Chapter 11
There you two are.” The Librarian stood frowning at another pair of red warning cards as the Gallerist and I stepped out of the art book and back into the barrel-vaulted splendor of the Astral Library.
Strange how it was already starting to feel homey to me—I headed right for the big oak counter where the blue Wedgwood teapot sat issuing the smell of hot, fresh-brewed Darjeeling, and poured myself a cup.
That glimpse of my mother (not my mother, I reminded myself, sugaring up my tea) had rattled me more than I really wanted to admit.
She’d been gone from my life for longer than she’d ever been in it; why couldn’t I seem to escape the thought of her now, of all times?
I took a long gulp of tea, feeling like a Freudian cliché.
“These next Patrons are staying in Jane Austen so that’s where I’m off to next,” the Librarian was saying, sweeping another reminder about the annual Board meeting off the oak surface into the trash with one dismissive arc of her hand.
“And I’ve already retrieved these two, if you can take them and hide them?
” Directing the Gallerist’s attention to a pair of teenagers curled up in big chairs by the fireplace nook.
Boy and girl, both black-haired and pinch-faced, brother and sister from the look of them.
“I can help,” I said at once, putting down my cup, but the Gallerist was already addressing the Librarian.
“I’ll take these two but I can’t hide all your ducklings for you. This would go a lot more smoothly if you’d email the Programmer.”
“Over my dead body will anyone email the Programmer,” the Librarian stated.
“I know you won’t. Which is why I already did.”
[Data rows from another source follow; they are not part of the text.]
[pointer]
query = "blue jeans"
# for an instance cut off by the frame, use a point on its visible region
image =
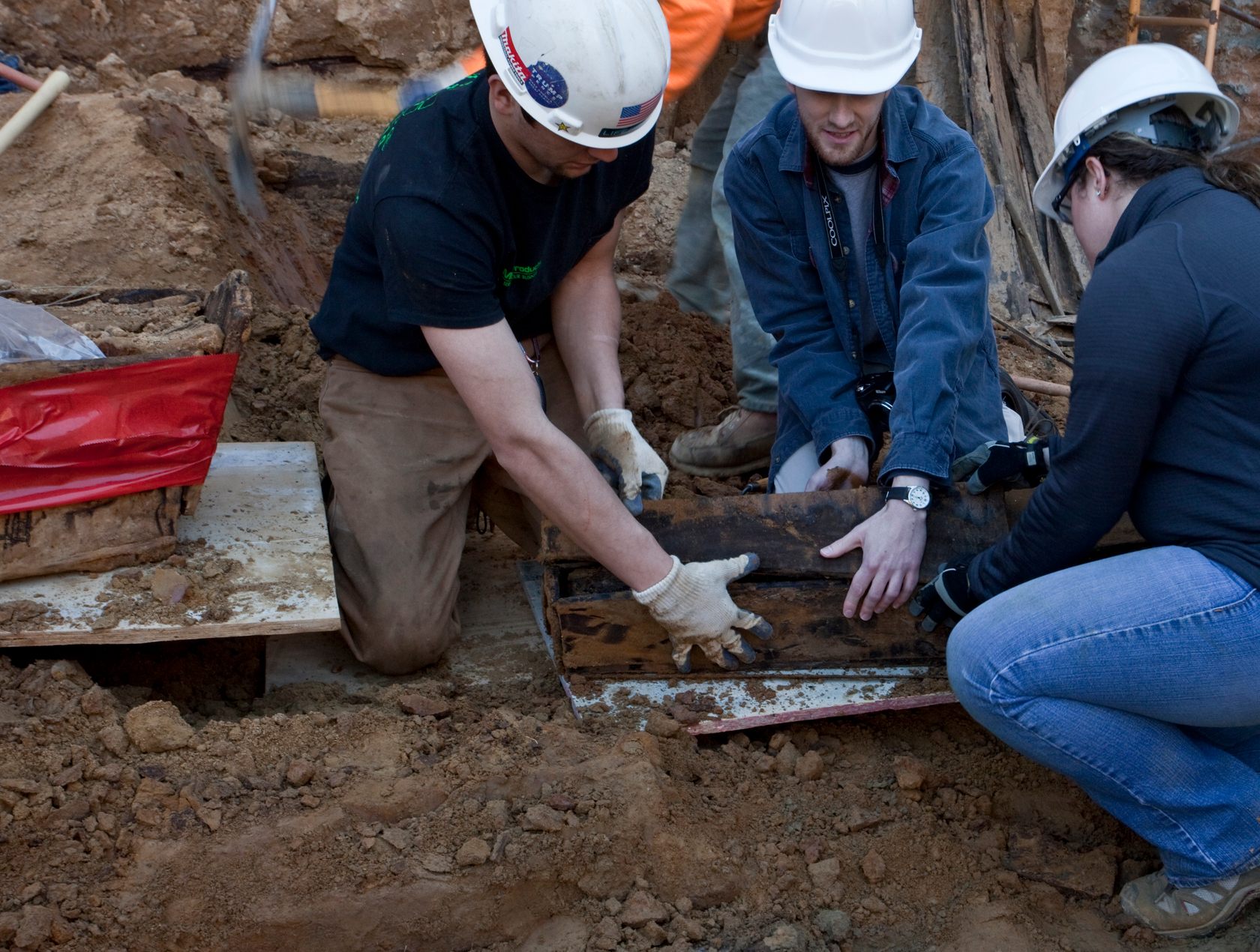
(706, 272)
(1138, 676)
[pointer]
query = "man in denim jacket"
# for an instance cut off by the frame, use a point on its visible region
(860, 214)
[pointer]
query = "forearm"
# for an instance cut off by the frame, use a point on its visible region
(586, 320)
(566, 486)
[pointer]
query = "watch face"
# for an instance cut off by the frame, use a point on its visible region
(919, 498)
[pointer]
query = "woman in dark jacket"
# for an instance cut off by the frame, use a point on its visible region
(1138, 676)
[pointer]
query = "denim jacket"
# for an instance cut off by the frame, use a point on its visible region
(933, 313)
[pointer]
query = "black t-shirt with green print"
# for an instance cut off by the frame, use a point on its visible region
(448, 232)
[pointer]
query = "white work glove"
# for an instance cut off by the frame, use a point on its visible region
(624, 457)
(693, 606)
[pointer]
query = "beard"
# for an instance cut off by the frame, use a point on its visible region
(841, 154)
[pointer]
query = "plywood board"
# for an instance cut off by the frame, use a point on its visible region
(261, 507)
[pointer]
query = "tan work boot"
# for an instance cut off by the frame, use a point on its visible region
(740, 442)
(1191, 911)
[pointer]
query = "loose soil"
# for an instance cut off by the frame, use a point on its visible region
(452, 810)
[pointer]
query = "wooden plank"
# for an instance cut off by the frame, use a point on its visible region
(614, 635)
(92, 537)
(32, 370)
(231, 307)
(260, 507)
(787, 531)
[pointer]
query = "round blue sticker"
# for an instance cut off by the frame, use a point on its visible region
(547, 86)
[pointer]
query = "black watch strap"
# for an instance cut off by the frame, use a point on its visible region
(915, 496)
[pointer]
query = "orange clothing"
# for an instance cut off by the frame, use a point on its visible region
(698, 27)
(696, 31)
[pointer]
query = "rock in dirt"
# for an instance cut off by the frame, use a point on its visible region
(300, 774)
(34, 928)
(874, 867)
(911, 772)
(424, 707)
(169, 585)
(824, 873)
(784, 937)
(157, 727)
(662, 724)
(559, 935)
(96, 702)
(114, 739)
(474, 853)
(542, 818)
(785, 762)
(809, 767)
(641, 909)
(833, 924)
(436, 863)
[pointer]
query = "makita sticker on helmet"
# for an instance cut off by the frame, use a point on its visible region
(515, 64)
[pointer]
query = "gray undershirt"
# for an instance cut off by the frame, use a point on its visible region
(858, 192)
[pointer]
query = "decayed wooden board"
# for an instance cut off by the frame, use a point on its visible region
(608, 635)
(788, 531)
(602, 633)
(94, 537)
(261, 505)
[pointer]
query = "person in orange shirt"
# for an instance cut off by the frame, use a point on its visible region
(706, 272)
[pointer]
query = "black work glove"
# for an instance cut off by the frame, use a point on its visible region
(1016, 464)
(946, 598)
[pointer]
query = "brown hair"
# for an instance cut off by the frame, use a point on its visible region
(1137, 161)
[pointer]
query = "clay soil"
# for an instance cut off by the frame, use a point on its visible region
(463, 807)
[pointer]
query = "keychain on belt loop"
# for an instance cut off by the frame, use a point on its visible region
(536, 361)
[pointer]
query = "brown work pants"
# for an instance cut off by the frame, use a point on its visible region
(406, 460)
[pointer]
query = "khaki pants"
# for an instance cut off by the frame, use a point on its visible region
(406, 460)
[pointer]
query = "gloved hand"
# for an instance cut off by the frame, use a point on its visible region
(624, 457)
(1002, 463)
(693, 606)
(946, 598)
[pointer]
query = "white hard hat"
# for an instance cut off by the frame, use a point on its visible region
(591, 70)
(857, 46)
(1124, 92)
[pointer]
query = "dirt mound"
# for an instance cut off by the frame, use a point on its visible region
(154, 35)
(320, 820)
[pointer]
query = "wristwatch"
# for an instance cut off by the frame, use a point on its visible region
(914, 496)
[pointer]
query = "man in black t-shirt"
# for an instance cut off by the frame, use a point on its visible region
(472, 322)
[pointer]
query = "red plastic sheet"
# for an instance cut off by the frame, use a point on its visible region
(105, 433)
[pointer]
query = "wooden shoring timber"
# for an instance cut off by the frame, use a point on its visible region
(231, 307)
(598, 630)
(614, 635)
(94, 537)
(787, 531)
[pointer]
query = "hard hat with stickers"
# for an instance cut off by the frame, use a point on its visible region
(592, 72)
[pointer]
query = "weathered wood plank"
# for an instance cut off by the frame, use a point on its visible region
(614, 635)
(231, 307)
(32, 370)
(92, 537)
(787, 531)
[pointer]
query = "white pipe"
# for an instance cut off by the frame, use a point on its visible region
(31, 109)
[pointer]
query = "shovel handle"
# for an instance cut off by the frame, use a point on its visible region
(31, 109)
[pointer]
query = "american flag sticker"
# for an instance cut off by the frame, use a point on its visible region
(634, 115)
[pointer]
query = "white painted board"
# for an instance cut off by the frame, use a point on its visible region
(261, 505)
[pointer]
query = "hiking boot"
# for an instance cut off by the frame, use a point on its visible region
(1192, 911)
(739, 444)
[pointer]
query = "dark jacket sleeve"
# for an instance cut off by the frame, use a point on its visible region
(944, 311)
(1134, 338)
(815, 370)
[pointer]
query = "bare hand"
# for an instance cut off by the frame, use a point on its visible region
(847, 468)
(892, 548)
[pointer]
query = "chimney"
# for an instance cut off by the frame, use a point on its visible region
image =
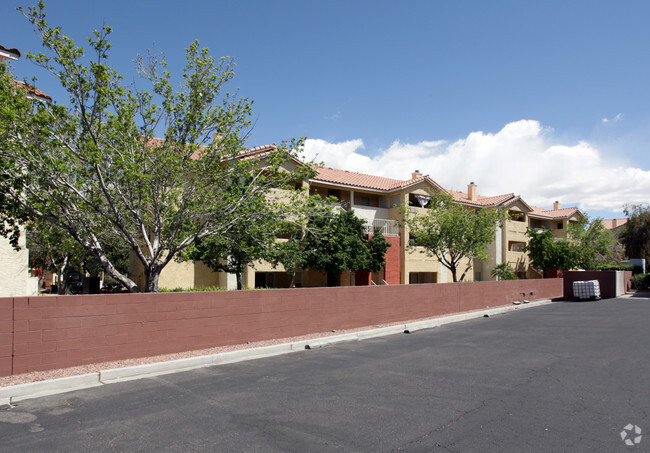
(471, 191)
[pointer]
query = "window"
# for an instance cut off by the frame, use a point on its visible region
(419, 201)
(517, 216)
(515, 246)
(334, 193)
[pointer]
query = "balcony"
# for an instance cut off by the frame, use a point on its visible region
(387, 227)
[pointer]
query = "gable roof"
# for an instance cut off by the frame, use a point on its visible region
(563, 213)
(11, 54)
(612, 224)
(462, 197)
(365, 181)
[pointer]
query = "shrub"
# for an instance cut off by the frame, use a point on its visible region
(187, 290)
(615, 267)
(640, 281)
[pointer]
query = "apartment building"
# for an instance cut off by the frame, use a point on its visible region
(15, 278)
(376, 199)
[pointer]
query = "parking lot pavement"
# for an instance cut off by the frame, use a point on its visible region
(559, 377)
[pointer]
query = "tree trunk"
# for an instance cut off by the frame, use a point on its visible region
(333, 278)
(151, 282)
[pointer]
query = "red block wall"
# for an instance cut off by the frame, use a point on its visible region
(6, 336)
(62, 331)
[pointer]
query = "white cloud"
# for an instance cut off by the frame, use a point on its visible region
(523, 157)
(616, 119)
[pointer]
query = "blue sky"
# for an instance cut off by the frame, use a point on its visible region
(550, 100)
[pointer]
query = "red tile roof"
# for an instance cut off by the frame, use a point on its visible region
(362, 180)
(12, 54)
(612, 224)
(554, 213)
(496, 200)
(33, 91)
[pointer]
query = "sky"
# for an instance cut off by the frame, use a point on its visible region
(548, 100)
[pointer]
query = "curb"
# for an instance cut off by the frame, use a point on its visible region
(12, 394)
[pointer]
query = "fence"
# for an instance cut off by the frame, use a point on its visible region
(42, 333)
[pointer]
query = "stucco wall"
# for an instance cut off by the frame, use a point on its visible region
(15, 279)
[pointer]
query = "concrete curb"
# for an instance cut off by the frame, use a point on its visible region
(15, 393)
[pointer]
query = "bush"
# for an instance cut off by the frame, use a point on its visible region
(504, 271)
(640, 281)
(187, 290)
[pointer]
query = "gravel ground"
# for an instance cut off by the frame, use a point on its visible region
(95, 367)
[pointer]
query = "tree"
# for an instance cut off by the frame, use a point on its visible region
(546, 253)
(452, 233)
(635, 234)
(504, 271)
(250, 238)
(592, 242)
(94, 168)
(52, 249)
(587, 245)
(341, 244)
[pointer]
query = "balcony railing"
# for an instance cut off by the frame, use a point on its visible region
(387, 227)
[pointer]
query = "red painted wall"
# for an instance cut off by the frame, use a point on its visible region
(6, 336)
(61, 331)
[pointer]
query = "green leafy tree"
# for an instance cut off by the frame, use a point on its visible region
(547, 253)
(341, 244)
(504, 271)
(591, 241)
(452, 233)
(93, 167)
(52, 249)
(250, 238)
(587, 246)
(635, 234)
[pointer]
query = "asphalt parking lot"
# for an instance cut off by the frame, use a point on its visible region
(558, 377)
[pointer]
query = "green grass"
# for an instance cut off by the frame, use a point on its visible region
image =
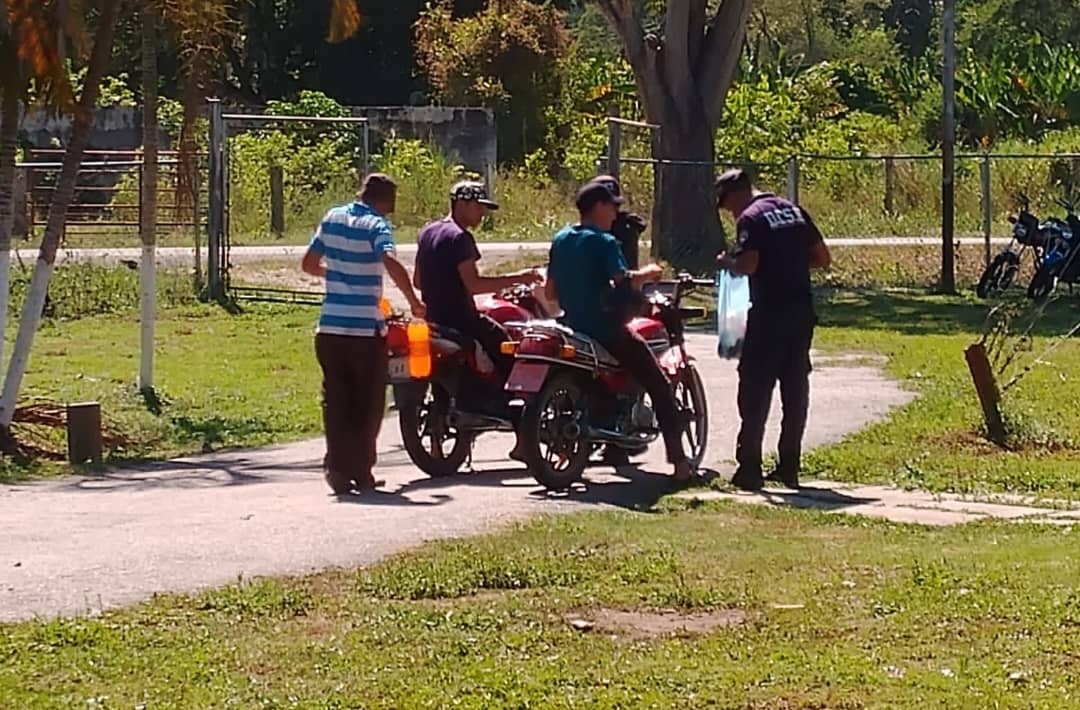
(936, 442)
(223, 379)
(836, 613)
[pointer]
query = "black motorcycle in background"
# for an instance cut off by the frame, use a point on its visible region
(1060, 263)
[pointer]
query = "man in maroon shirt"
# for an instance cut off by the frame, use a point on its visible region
(447, 276)
(777, 245)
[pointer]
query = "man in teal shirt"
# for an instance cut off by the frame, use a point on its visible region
(589, 277)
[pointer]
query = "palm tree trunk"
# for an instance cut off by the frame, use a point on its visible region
(9, 132)
(57, 211)
(148, 200)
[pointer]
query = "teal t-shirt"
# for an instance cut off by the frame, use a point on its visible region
(583, 262)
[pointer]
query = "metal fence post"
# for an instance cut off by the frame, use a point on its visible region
(615, 142)
(890, 185)
(215, 219)
(278, 201)
(367, 149)
(987, 205)
(793, 178)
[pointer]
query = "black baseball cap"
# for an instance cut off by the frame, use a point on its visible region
(732, 181)
(472, 191)
(593, 192)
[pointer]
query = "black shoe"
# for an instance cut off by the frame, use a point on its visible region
(750, 482)
(790, 479)
(615, 457)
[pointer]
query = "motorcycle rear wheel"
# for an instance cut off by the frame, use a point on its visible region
(426, 431)
(551, 433)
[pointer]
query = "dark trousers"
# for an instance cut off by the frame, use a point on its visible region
(490, 336)
(354, 400)
(777, 347)
(634, 355)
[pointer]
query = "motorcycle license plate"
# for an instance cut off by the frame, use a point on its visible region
(397, 370)
(527, 377)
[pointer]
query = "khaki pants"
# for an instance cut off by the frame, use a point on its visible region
(354, 401)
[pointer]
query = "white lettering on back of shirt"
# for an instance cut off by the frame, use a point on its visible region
(784, 217)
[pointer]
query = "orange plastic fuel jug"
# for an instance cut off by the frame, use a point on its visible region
(419, 349)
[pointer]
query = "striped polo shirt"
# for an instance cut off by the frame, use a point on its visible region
(352, 239)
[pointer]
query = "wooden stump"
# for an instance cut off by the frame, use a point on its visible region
(986, 387)
(84, 432)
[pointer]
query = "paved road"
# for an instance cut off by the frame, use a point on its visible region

“You backstabbing French cretin—” the Librarian began, overrunning my inquiry of “Who’s the Programmer?”
The Gallerist cut us both off with an indescribable and very French gesture that involved shoulder and wrist and a flick of the chin all at once.
“We need help with more than hiding Patrons. These cards—” Pointing at the latest two squares of red.
“There is something off. The attack two hundred years ago, it didn’t happen this way.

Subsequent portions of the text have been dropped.